Gender Basied From the Letters That Exist in Name#

Author: Jacqueline Jia

Course Project, UC Irvine, Math 10, F23

Introduction#

My goal is using a set of names and their corresponding gender of name, I wish to find if there is any correlation between the letters used in said name to indicate where any random name can be deteremented to be female or male. There are obvious limiation, as it’s based from a list from the govenment which only implements male or females names, and any trans represtiation is most likly to be lost. There is also limitation where it comes to what we have, as there are many different ways to calculate this.

The way I should do this is by first cleaning the data, but also manipulating into a way in which we can be used for later. Because of the size of this data, I will also be only taking a portion of the total data.

Adding new coulmns#

As stated before, we are adding new columns while removing the ones that are completely useless for us.

import numpy as np
import pandas as pd
df = pd.read_csv("Names")
df = df.drop('Count',axis = 1)
#total_n will be our how much of the data we are going to take from the total data
total_n = 2000
df_sample = df.copy()
df_sample = df_sample.sample(total_n,random_state = 108)
size = []
for i in range(total_n):
    size.append(len(df_sample.iloc[i,0]))
#Now after having a list of size, we can add it back to the main dataset

df_sample = df_sample.assign(Size = size)
max_size = max(df_sample['Size']) #Because the max length is [], then make [] columns to add for this dataset

#Create an empty dataset with 0, which just helps for later, thus any names with less then the max will not be nun
for i in range(max_size):
    df_sample[f'Letter {i}'] = 0 
#Now we got to do some dictionary shenanigans, which require dictionaries
#On a serious note, this is mostly to "number" everything, just so we can use things we learned in class
#This does limit what we can use, as these "number" aren't numbers, but we are placing vaule of how common these letters exist
Gender = {
    'F':1,
    'M':0
}

Letters = {
    24:'a',
    240: 'A',
    7:'b',
    700: 'B',
    14:'c',
    140: 'C',
    17:'d',
    170: 'D',
    26:'e',
    260: 'E',
    12:'f',
    120: 'F',
    9:'g',
    900: 'G',
    19:'h',
    190: 'H',
    23:'i',
    230: 'I',
    3:'j',
    300: 'J',
    5:'k',
    5: 'K',
    16:'l',
    160: 'L',
    13:'m',
    130: 'M',
    22:'n',
    220: 'N',
    21:'o',
    210: 'O',
    8:'p',
    800: 'P',
    4:'q',
    400: 'Q',
    18:'r',
    1800: 'R',
    20:'s',
    200: 'S',
    25:'t',
    250: 'T',
    15:'u',
    150: 'U',
    6:'v',
    600: 'V',
    11:'w',
    111: 'W',
    2:'x',
    200: 'X',
    10:'y',
    110: 'Y',
    1:'z',
    100: 'Z',
}

Numbers = {}
for a,b in Letters.items():
    Numbers[b] = a
#This is used for a few things later
shape = df_sample.shape
#Again, we just making the gender into something the system can read and something we can manpulate later.

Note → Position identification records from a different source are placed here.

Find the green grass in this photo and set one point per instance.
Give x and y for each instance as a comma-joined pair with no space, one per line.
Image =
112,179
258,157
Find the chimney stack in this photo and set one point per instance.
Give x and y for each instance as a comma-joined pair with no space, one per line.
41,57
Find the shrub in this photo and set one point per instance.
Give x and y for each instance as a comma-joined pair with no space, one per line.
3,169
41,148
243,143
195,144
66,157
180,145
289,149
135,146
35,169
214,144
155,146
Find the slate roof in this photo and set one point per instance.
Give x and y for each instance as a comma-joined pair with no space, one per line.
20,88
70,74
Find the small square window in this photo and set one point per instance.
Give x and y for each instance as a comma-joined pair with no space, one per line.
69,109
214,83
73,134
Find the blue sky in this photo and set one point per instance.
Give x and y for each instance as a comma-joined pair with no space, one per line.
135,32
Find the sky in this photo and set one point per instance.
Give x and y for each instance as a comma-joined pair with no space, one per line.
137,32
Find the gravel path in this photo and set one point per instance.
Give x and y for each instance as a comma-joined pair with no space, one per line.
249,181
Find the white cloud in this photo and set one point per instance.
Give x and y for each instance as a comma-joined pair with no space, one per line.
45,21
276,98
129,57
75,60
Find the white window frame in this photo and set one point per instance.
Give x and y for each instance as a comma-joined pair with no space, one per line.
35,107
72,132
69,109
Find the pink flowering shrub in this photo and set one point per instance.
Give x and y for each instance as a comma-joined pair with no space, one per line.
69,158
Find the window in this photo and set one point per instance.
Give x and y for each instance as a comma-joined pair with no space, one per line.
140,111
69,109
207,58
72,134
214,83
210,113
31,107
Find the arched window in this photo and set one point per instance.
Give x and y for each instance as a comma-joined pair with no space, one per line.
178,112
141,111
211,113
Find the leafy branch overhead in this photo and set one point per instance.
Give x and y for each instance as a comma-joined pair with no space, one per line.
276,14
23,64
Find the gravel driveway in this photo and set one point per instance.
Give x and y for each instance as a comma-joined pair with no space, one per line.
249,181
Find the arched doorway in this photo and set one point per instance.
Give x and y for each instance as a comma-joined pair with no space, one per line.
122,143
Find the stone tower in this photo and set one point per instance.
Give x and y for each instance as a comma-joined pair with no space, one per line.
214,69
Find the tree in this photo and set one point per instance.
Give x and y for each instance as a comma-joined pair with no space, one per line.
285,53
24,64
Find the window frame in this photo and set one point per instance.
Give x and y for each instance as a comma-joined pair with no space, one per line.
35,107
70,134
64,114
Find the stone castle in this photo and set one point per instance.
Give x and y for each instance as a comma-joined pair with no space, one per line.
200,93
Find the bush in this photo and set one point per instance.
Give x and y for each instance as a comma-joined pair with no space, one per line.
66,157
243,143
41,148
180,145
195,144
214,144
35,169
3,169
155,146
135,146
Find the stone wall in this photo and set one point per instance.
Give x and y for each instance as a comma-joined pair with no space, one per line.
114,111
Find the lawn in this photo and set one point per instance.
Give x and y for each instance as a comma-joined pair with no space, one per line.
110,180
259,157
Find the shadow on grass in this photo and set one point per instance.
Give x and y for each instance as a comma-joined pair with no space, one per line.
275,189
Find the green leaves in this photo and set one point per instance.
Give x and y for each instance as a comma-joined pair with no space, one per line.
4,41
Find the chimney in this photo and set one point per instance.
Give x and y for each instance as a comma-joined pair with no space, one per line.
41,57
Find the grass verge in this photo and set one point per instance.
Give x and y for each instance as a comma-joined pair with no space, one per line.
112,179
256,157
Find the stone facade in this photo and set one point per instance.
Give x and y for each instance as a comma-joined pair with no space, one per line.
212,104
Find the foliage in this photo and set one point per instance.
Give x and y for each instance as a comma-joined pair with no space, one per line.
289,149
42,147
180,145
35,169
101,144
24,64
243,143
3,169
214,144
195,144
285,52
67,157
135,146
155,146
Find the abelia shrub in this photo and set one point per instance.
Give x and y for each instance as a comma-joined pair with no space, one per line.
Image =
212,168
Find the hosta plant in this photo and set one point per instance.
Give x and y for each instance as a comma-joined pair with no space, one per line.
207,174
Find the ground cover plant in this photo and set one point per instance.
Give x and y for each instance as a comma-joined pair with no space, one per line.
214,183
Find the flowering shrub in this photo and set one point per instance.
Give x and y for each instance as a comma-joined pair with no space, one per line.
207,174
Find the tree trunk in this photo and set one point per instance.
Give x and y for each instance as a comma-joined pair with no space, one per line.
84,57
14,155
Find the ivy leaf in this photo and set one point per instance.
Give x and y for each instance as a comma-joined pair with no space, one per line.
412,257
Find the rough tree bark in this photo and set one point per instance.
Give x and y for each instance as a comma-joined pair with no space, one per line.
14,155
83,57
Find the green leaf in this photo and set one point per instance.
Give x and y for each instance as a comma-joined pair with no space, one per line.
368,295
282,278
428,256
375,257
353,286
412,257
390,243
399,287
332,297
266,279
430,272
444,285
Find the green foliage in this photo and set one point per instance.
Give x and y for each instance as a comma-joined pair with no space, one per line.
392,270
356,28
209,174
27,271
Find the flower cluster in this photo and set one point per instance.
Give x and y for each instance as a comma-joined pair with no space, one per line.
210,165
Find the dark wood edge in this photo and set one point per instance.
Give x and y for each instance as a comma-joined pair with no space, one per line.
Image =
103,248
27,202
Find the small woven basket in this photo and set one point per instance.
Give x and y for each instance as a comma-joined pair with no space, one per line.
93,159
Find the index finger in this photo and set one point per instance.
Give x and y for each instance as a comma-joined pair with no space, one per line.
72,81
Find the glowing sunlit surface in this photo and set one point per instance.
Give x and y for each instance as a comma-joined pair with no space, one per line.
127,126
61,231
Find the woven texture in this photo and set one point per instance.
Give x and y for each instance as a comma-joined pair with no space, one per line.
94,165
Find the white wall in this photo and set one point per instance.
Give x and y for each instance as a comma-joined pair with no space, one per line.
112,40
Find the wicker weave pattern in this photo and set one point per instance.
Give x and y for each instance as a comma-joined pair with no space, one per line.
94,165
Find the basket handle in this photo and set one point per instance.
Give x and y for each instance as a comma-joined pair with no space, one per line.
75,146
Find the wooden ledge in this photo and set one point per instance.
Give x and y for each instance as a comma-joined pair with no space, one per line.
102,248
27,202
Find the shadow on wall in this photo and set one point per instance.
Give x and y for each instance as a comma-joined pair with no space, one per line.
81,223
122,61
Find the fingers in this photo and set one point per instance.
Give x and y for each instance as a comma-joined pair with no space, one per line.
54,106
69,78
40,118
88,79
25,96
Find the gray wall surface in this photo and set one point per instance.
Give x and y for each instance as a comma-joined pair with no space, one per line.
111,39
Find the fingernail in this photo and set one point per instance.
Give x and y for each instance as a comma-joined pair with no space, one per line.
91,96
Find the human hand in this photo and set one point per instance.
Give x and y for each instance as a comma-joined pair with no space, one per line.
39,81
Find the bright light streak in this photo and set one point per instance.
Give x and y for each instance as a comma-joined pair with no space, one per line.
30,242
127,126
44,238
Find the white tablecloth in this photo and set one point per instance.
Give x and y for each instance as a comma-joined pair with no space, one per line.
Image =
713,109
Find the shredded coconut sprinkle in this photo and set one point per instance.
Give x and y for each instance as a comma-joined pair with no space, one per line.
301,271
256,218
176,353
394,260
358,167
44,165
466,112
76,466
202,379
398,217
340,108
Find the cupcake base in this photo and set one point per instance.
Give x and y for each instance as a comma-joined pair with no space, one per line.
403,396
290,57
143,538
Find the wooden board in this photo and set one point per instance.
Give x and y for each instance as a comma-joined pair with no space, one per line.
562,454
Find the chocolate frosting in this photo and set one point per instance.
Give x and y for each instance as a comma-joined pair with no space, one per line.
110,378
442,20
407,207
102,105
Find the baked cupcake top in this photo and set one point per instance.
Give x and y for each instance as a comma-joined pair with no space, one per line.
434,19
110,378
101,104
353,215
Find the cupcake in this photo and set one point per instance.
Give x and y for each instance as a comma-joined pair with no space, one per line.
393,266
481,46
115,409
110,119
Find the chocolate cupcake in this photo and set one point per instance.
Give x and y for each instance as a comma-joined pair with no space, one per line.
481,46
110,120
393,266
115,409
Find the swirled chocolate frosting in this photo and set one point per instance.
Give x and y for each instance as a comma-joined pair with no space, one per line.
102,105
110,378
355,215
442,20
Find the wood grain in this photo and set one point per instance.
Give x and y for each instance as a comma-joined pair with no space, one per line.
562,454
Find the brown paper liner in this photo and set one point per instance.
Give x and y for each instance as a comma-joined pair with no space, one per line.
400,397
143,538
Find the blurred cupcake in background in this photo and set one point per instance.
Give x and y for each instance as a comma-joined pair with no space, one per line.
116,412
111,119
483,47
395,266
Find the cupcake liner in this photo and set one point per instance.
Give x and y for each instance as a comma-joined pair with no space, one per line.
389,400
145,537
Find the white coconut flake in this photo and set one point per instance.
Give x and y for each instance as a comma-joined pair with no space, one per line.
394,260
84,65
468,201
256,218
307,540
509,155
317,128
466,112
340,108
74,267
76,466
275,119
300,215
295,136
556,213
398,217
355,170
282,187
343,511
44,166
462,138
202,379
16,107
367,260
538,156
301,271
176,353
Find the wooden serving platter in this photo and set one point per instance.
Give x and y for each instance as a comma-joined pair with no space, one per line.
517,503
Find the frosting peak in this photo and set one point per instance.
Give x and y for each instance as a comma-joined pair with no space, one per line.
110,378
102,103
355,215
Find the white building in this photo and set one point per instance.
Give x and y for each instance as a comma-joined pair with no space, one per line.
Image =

Note: Gender_no => Gender Number or No. 
df_sample['Gender_no'] = 0
for i in range(total_n):
    df_sample.iloc[i, shape[1]] = Gender[df_sample.iloc[i,1]]
#The main goal here is to make every letter in it's own spot, making it easier to account for it separately
for i in range(total_n):
    for j in range(len(df_sample.iloc[i,0])):
        if df_sample.iloc[i,0][j] in Numbers:
            df_sample.iloc[i,4+j] = Numbers[df_sample.iloc[i,0][j]]
        else: 
            df_sample.iloc[i,4+j] = 1

#Note the else is here because '-' or special characters exist, and we aren't going to account for them
#Also yea, I know it takes a while, so don't put any super crazy total_n

Testing Different Combinations of Tests and Inputs#

Using what we have, we can start trying to apply different test to different aspects of this data to see if there is any sort of accuate representation to gender

#First test is just based from size, even though we can probabily already guess that this isn't going to tell us much
# first we got to divide into 2 different sections, test and train
from sklearn.model_selection import train_test_split
from sklearn.linear_model import LogisticRegression
import altair as alt 

X_train, X_test, y_train, y_test = train_test_split(df_sample[['Size']],df_sample['Gender'],test_size=.40,random_state=108)

clf = LogisticRegression()
clf.fit(X_train,y_train)

#We are also going to create a new Dataframe with all the predictions
df_pred = pd.DataFrame()
df_pred['Gender'] = df_sample['Gender']
df_pred['Size'] = df_sample['Size']
df_pred['pred_Size'] = clf.predict(df_sample[['Size']])
clf.score(X_test, y_test) #This says that's is barely better then a coin flip, which is expected
0.5975
c1 = alt.Chart(df_pred).mark_circle().encode(
    x = 'Size',
    y = 'pred_Size'
)

c2 = alt.Chart(df_pred).mark_circle().encode(
    x = 'Size',
    y = 'Gender'
)

alt.vconcat(c1,c2) 
#Again, makes sense. But at least we can see a reason as to why. 
#Gender isn't just caused by just the size of the name, and in genreal, there are more female names, hence the fact that it skewed towards to Female
#Now cause that was a bust, we are going to test this every letter
Letter_rows = []
for i in range(max_size): 
    Letter_rows.append(i+4)

X = df_sample.iloc[:, Letter_rows]
Y = df_sample['Gender_no']
from sklearn.ensemble import RandomForestClassifier
X_train, X_test, y_train, y_test = train_test_split(X,Y,train_size=.5, random_state = 10)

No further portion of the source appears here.